The guidelines also encourage physician-patient discussions that assess for risk of patient-specific complications and a discussion of benefits and treatment options to establish patient buy-in and better therapy adherence.1 Medication cost and insurance reimbursement, of course, must be considered in this decision-making process, when considering whether to prescribe SGLT2 inhibitors and GLP1-RAs, said Dr. Everett.

The guidelines provide a full rationale regarding when to prescribe each of the drugs for which patients, specifically the SGLT2 inhibitors, specifically empagliflozin (Jardiance) and canagliflozin (Invokana), or the only GLP-1RA approved as of 2018 by the Food and Drug Administration, liraglutide (Victoza).

In the discussion,1 the consensus expert panel noted, "The recent development of two novel classes of therapies—SGLT2 inhibitors and GLP-1RAs—''has, for the first time, demonstrated that treatments developed for glucose lowering can directly improve cardiovascular outcomes. In large-well-conducted, randomized clinical trials, specific medications in these two classes have been proven to reduce rates of acute MI, stroke, and CV death, and, in the cases of SGLT2 inhibitors, to reduce heart failure hospitalizations, in patients with T2D (the majority with established ASCVD)."

Now Universal Agreement to Deliver Early, Aggressive Treatment to Diabetes Patients

The statement stands as a strong advisory that ''there is a change in understanding of what is best practice for their patients with type 2 diabetes  (T2D) who have established cardiovascular disease (CVD)," said Daniel Einhorn, MD, FACP, FACE, medical director of the Scripps Whittier Diabetes Institute and clinical professor of medicine at UC San Diego; he reviewed the guidelines for EndocrineWeb.

"It will take time for this to sink in, probably years, but the standard of care for these patients is changing," Dr. Einhorn said. "This [consensus statement] should push those who control access to medication formularies to more readily allow patients access to SGLT2 inhibitors and GLP1-RAs earlier in their treatment course, without the delays and high costs currently inherent in the typical staged, tiered prescribing system.“

"Today, besides always having to start with metformin, clinicians now typically have to prove failure with generic drugs, like sulfonylureas and/or pioglitazone, before they can prescribe SGLT2s or GLP1s. And even then, they are at a higher tier, so many patients cannot afford them," he said. Another consideration in managing these patients is selecting weight neutral drugs since overweight and obesity play a signficant role in the onset and outcomes of both T2D and CVD.

Last but not least, Dr.

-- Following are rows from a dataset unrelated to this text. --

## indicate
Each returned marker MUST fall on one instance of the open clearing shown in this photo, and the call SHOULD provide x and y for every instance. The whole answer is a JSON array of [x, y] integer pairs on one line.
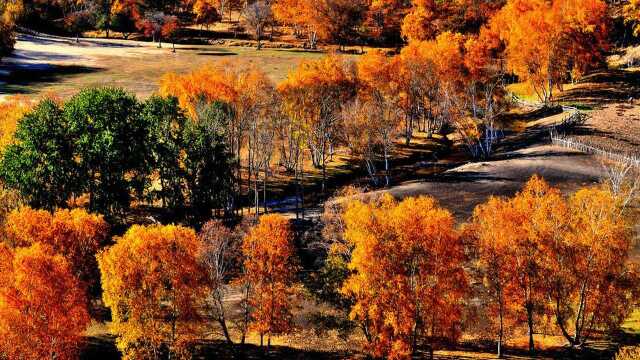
[[60, 66]]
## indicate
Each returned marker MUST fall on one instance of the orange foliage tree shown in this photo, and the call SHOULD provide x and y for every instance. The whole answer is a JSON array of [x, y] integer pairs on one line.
[[268, 269], [542, 254], [548, 40], [251, 95], [43, 312], [592, 283], [407, 277], [632, 15], [154, 284], [11, 111], [329, 20], [75, 234], [313, 94], [431, 76]]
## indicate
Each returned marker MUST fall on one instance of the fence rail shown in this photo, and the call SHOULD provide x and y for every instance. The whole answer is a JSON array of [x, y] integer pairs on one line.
[[589, 149]]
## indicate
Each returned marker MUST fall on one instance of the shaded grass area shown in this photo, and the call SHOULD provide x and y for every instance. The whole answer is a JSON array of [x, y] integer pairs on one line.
[[58, 65], [24, 79]]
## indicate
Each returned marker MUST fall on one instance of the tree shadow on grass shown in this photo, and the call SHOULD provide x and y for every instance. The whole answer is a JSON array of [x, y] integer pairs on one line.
[[19, 78]]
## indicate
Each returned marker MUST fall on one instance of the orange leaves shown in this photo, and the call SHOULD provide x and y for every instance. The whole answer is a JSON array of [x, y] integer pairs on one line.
[[75, 234], [11, 111], [543, 253], [154, 285], [329, 76], [244, 87], [545, 40], [632, 15], [269, 268], [210, 83], [42, 305], [407, 272]]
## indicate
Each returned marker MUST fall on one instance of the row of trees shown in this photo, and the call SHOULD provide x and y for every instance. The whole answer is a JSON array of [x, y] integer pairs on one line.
[[535, 259], [163, 284], [404, 274], [104, 147], [107, 144]]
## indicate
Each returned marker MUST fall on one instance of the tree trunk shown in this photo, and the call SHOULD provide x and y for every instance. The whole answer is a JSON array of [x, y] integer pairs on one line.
[[501, 331], [530, 324]]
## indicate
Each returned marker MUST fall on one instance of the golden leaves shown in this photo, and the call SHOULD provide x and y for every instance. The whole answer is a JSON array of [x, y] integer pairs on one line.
[[42, 305], [407, 271]]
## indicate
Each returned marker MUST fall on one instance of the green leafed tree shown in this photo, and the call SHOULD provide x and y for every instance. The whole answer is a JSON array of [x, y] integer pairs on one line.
[[39, 164]]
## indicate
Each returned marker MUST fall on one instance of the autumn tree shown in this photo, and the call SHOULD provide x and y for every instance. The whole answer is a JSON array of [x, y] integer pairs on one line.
[[329, 20], [9, 11], [368, 129], [491, 230], [401, 303], [206, 13], [11, 111], [380, 91], [550, 42], [220, 257], [269, 259], [632, 15], [155, 286], [170, 30], [43, 313], [384, 19], [251, 101], [544, 254], [75, 234], [314, 93], [39, 163], [257, 15], [592, 283]]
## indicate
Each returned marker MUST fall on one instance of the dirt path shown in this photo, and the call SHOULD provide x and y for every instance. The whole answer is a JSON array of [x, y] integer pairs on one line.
[[464, 187]]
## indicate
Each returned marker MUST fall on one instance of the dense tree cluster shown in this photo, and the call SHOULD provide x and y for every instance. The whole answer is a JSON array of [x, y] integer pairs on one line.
[[402, 270], [105, 146]]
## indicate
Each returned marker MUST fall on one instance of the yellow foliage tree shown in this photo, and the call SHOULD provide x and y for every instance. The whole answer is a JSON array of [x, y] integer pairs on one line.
[[11, 111], [43, 308], [408, 281], [154, 285], [75, 234]]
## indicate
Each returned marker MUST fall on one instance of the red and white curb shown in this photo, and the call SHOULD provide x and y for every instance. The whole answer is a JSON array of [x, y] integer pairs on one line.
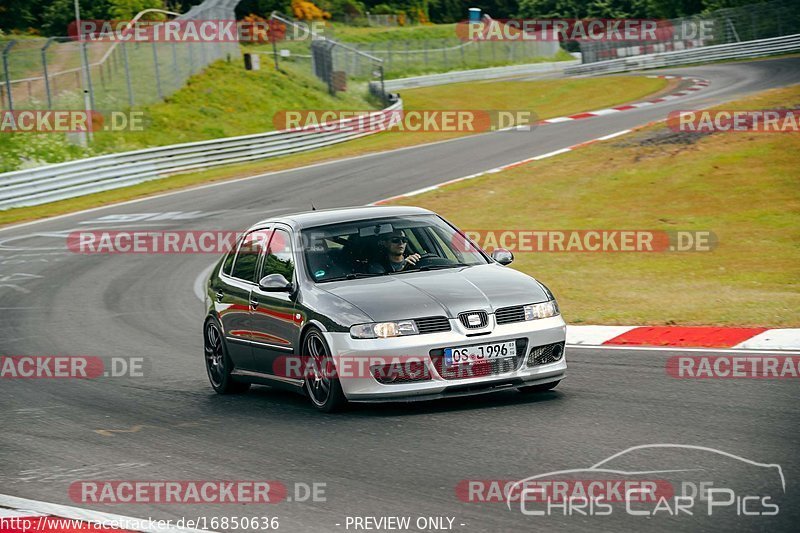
[[697, 85], [686, 337], [18, 515]]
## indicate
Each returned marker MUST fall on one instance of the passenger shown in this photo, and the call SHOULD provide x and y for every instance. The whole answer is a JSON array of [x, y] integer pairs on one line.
[[391, 254]]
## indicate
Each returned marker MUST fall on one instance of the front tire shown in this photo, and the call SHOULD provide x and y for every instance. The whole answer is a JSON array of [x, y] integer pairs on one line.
[[321, 384], [539, 388], [218, 364]]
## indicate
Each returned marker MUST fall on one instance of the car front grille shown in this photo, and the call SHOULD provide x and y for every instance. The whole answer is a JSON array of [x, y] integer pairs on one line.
[[477, 370], [544, 355], [507, 315], [483, 319], [432, 324]]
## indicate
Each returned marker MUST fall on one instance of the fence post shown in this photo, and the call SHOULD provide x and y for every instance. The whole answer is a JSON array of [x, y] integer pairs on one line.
[[127, 72], [190, 47], [88, 71], [44, 71], [158, 75], [7, 74]]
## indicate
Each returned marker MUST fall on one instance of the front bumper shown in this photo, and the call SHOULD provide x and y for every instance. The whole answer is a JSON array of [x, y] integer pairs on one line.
[[367, 388]]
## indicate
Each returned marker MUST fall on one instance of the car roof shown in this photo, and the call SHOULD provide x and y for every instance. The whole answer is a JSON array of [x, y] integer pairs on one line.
[[322, 217]]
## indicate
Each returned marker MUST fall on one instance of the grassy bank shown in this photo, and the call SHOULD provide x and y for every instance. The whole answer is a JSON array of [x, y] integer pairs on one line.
[[547, 99], [742, 187], [224, 101]]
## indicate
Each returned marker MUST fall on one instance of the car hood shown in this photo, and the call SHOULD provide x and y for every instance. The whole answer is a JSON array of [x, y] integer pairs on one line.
[[439, 292]]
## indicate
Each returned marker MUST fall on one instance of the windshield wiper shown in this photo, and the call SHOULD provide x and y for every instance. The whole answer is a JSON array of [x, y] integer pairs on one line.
[[354, 275], [429, 267], [437, 267]]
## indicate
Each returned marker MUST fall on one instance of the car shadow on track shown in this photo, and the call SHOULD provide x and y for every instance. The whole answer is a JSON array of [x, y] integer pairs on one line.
[[260, 397]]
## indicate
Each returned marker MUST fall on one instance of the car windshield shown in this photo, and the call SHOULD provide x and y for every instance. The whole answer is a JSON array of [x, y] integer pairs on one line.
[[386, 246]]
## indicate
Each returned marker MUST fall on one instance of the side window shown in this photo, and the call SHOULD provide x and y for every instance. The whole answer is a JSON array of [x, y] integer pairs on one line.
[[280, 259], [226, 266], [244, 267]]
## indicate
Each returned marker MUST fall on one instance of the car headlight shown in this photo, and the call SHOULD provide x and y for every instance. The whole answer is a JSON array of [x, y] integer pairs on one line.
[[542, 310], [382, 330]]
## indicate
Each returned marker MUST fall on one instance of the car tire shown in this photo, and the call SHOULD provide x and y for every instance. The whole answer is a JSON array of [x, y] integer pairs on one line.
[[323, 389], [539, 388], [218, 364]]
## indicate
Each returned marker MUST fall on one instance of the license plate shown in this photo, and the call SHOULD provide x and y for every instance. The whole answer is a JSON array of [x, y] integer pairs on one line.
[[467, 355]]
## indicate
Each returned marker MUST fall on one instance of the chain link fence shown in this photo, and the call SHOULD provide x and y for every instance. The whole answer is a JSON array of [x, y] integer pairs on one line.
[[305, 50], [54, 73], [724, 26], [406, 58], [340, 65]]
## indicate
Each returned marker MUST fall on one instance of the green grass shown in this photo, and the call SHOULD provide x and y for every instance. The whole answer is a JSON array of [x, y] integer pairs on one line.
[[223, 101], [548, 98], [742, 187]]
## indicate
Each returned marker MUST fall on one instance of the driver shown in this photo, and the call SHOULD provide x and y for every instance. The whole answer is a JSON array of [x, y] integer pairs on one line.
[[391, 254]]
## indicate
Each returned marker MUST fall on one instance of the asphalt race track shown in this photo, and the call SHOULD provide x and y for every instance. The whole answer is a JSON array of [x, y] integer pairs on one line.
[[391, 459]]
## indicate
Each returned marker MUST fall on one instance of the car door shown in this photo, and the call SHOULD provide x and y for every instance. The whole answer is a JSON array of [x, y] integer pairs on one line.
[[232, 297], [275, 326]]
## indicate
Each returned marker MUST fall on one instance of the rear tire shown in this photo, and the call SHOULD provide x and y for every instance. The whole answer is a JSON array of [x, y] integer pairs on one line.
[[538, 388], [321, 384], [218, 364]]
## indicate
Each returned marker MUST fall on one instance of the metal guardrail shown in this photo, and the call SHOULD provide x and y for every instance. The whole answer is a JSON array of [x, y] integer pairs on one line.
[[96, 174], [477, 74], [704, 54]]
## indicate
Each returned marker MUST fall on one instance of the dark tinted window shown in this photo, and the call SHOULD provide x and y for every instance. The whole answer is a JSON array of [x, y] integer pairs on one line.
[[247, 257], [280, 259]]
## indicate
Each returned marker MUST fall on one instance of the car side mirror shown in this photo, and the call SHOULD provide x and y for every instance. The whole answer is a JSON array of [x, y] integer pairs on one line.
[[275, 283], [502, 256]]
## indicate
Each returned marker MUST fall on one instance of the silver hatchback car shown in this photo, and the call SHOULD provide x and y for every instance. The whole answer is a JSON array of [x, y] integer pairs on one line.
[[376, 304]]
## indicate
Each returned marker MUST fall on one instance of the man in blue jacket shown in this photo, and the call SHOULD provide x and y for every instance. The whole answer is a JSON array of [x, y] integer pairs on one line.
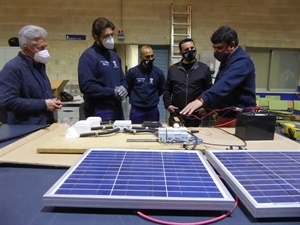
[[100, 75], [234, 86], [145, 86], [25, 89]]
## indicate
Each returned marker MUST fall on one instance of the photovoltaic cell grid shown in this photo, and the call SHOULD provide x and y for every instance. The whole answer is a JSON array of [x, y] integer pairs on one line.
[[267, 182], [152, 179]]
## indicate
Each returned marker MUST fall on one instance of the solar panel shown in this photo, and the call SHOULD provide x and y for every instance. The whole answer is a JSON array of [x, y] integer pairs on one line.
[[266, 181], [140, 179]]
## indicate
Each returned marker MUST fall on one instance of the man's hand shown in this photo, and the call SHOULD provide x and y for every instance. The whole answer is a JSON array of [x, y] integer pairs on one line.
[[191, 107], [121, 91], [171, 108], [53, 104]]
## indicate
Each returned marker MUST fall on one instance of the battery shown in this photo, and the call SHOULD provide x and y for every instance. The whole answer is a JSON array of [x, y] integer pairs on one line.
[[255, 126]]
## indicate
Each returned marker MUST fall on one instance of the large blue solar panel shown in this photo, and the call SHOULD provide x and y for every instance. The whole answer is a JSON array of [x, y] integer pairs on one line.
[[152, 179], [266, 181]]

Einhorn said, "by popularizing the concept of CVD protection, this should encourage patients to be proactive and to adhere to their medications and related care issues."

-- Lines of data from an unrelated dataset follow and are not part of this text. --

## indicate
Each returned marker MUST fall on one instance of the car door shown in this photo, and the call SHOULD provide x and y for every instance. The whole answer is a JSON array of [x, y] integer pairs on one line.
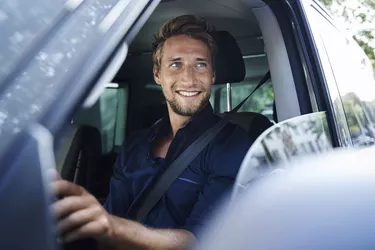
[[55, 56]]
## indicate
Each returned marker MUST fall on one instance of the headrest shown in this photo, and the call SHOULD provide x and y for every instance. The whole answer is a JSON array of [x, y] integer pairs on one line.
[[230, 66]]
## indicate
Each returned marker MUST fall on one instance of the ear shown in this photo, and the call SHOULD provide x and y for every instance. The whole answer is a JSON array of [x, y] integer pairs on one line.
[[157, 75], [213, 77]]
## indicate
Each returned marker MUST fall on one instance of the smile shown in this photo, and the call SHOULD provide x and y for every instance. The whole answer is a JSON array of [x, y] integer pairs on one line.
[[188, 93]]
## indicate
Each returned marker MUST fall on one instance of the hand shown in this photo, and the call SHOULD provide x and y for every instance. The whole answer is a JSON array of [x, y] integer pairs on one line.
[[79, 214]]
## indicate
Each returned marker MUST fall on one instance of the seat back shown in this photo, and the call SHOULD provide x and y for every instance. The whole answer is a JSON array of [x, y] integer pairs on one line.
[[253, 123], [79, 155]]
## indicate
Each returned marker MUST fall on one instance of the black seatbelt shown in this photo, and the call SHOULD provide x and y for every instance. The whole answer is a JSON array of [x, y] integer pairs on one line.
[[184, 160], [265, 78]]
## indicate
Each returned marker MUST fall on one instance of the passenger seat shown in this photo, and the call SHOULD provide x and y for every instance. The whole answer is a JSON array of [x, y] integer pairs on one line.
[[230, 68], [79, 155]]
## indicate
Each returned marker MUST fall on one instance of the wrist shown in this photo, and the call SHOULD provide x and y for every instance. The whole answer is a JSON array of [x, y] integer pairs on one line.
[[108, 236]]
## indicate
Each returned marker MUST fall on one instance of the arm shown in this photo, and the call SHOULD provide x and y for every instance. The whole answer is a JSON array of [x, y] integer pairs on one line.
[[132, 235], [80, 216]]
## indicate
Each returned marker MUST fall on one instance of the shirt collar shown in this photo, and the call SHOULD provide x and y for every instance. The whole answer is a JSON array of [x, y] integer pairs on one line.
[[200, 122]]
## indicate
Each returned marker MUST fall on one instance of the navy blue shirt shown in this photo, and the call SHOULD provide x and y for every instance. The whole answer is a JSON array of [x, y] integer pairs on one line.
[[193, 195]]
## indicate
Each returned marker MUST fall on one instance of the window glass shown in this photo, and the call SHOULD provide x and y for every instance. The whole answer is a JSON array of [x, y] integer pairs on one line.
[[354, 77], [261, 101], [302, 135]]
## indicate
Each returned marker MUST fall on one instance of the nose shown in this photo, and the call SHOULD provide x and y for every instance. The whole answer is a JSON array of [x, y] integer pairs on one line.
[[188, 75]]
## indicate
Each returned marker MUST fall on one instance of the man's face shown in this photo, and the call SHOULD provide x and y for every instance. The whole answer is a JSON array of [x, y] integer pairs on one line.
[[185, 74]]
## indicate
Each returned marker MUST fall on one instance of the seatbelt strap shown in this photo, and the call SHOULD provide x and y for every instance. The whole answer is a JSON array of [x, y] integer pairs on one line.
[[176, 169], [184, 160], [265, 78]]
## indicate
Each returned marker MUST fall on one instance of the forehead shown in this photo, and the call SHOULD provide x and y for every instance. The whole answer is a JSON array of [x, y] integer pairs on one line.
[[183, 45]]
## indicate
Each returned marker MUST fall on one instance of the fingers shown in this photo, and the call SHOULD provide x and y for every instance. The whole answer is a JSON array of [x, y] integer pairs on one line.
[[95, 229], [71, 204], [65, 188], [79, 218]]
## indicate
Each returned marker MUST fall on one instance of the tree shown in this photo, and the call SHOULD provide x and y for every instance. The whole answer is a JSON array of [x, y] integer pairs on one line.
[[359, 16]]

He has embraced the American Academy of Clinical Endocrinology (AACE) algorithm,3 "which has suggested GLP1s and SGLT2s after metformin for many years. This ACC guidance simply advances what AACE has already proposed. My choices for agents will therefore not change, but hopefully it will improve ease of access to these meds for my patients via formulary changes."

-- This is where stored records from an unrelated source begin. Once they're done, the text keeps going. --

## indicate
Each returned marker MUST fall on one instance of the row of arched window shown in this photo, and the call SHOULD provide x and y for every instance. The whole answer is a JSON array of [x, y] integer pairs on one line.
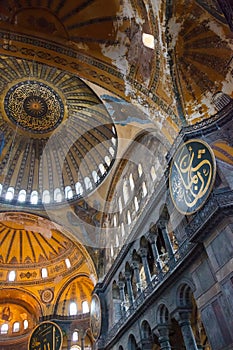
[[44, 271], [73, 308], [88, 184], [16, 327]]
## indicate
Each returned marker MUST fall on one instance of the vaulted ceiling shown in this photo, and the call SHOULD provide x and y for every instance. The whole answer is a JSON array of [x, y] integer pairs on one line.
[[77, 85]]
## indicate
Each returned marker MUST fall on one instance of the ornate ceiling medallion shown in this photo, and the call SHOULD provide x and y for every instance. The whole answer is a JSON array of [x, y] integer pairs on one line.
[[192, 175], [34, 106]]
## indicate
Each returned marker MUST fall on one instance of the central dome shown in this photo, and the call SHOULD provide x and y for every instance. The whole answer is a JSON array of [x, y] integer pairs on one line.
[[34, 106], [58, 141]]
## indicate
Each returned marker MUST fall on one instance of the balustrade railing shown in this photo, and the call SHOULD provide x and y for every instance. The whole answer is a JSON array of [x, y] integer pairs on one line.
[[150, 288]]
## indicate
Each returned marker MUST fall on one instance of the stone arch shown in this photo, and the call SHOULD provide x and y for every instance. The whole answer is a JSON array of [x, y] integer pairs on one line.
[[116, 303], [132, 344], [163, 315], [146, 330], [184, 296]]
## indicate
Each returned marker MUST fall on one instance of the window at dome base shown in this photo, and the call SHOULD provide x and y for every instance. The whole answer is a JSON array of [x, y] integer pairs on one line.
[[73, 309], [4, 328], [64, 136]]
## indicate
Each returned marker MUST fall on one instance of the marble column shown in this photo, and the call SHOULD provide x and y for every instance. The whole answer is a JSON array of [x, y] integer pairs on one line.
[[121, 286], [129, 287], [153, 239], [163, 331], [135, 266], [183, 319], [167, 241], [143, 253], [82, 343]]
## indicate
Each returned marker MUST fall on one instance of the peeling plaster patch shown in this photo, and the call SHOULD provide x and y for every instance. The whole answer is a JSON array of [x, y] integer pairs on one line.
[[118, 53], [217, 29], [127, 11], [207, 101], [205, 106], [174, 29], [227, 85]]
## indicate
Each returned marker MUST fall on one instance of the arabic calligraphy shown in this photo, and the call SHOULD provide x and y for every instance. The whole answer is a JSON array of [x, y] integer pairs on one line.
[[46, 336], [192, 176], [95, 316]]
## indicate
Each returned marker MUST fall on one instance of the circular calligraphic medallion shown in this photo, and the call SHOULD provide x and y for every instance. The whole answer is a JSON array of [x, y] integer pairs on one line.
[[47, 296], [95, 316], [192, 175], [34, 106], [47, 335]]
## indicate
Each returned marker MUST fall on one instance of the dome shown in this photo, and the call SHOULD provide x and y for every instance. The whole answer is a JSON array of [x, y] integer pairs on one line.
[[34, 250], [59, 140]]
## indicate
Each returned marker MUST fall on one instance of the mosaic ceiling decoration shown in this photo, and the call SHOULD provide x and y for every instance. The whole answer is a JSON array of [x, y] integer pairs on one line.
[[29, 243], [58, 141], [201, 52]]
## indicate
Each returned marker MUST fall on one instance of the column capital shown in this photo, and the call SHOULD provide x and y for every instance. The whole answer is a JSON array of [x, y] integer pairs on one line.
[[162, 224], [152, 237], [135, 264], [121, 284], [128, 275], [143, 252], [183, 315]]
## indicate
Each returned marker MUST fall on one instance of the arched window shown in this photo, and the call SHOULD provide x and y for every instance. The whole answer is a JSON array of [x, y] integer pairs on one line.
[[57, 195], [46, 197], [107, 160], [111, 151], [140, 169], [152, 172], [131, 181], [22, 196], [73, 308], [16, 327], [10, 193], [144, 189], [12, 276], [120, 205], [122, 229], [102, 169], [88, 183], [114, 220], [44, 272], [129, 217], [68, 192], [95, 176], [79, 189], [25, 324], [68, 264], [85, 307], [136, 203], [112, 251], [75, 336], [125, 191], [34, 197], [4, 328], [117, 241]]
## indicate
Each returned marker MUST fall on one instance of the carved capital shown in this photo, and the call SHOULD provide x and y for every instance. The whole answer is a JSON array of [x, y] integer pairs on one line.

"These agents are conferring benefits in an additive manner to all the other therapies we have. While we do not understand why these improvements in outcomes occur, the effects appear to be consistent and powerful," Dr. Einhorn told EndocrineWeb. "To the extent that we can progress their adoption among as many clinicians and patients as possible, we have the opportunity and ability to advance public health greatly —and relatively easily.

“I believe that the cost:benefit and risk:benefit analyses will favor wide adoption of both SGLT2i’s and GLP1-RA’s for some patients and in the future, I believe these medications will be indicated for all of those at risk for CVD, which is most adults with type 2 diabetes."